For the data sequences that I did not manually track, I marked key frames that I thought important for future students who may undertake the ground-truthing project to look at.

Right now, I am still working on how to analyze these text files. I have purchased the O'Reilly book, sed and awk to help me with this process. Awk is a programming language that allows the generation of formatted reports; it is essentially a command-line spreadsheet program. I have studied the basics of writing awk scripts and am currently trying to design one that will help me combine all of my text files and perform basic mathematical analysis on them
to help predict the average trajectory of a bat.

I am also trying to modify code that Steve Crampton has written to perform a linear regression on the bat data we have so far. Once this regression is done and average trajectory has been computed in some way, it will help to make the EcoTracker much more efficient.


In February, I had the opportunity to present Schweikard and Glosser's "Robotic Motion Compensation for Respiratory Movement during Radiosurgery" to the weekly IVC Reading Group with two fellow undergraduates.  We learned how difficult it is to determine in real time a tumor's spatial position, mostly due to movement caused by patient respiration.  The authors of this paper proposed a new method that involves the combination of stereo X-ray internal imaging with external infrared tracking to guide the radiation source, an Accuray Cyberknife.  X-ray images are taken every ten seconds and synchronized by timestamp with real-time infrared images.  A motion pattern specific to the patient is then developed and then used to guide the Cyberknife during radiation beam activation.


This meeting gave me a chance to explore a new area of study, as well as work on my presentation skills, something which I know will prove useful in the near future as I take on my first job. 




I have found this past year to be quite a unique experience. Even though I could not work CS585 into my schedule, I have had the opportunity to learn from those around me and see how computer vision techniques can be applied not only in research, but in the world around us.

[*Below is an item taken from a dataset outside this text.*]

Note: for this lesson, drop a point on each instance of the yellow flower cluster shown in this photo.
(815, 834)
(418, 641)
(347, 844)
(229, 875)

By completing some of my daily tasks, I also feel I became more proficient in using Linux and Unix commands. The IVC reading group gave me a chance to get to know some of the graduate students in the Computer Science department and how they work. Being a graduate student is quite different than being an undergrad, which is something I don't think I quite understood before. The freedom to choose your own projects, set your own timetables, and produce deliverables that you are proud of is something that I would like to take part in some day. This project has renewed my interest in computer science. After working for a year, I plan to look into graduate schools for computer science, rather than pursue an advanced business degree like I always planned. Perhaps I will end up in the world of computer vision again, tackling my own projects and working with new undergraduate students to teach them some of the same things I have learned.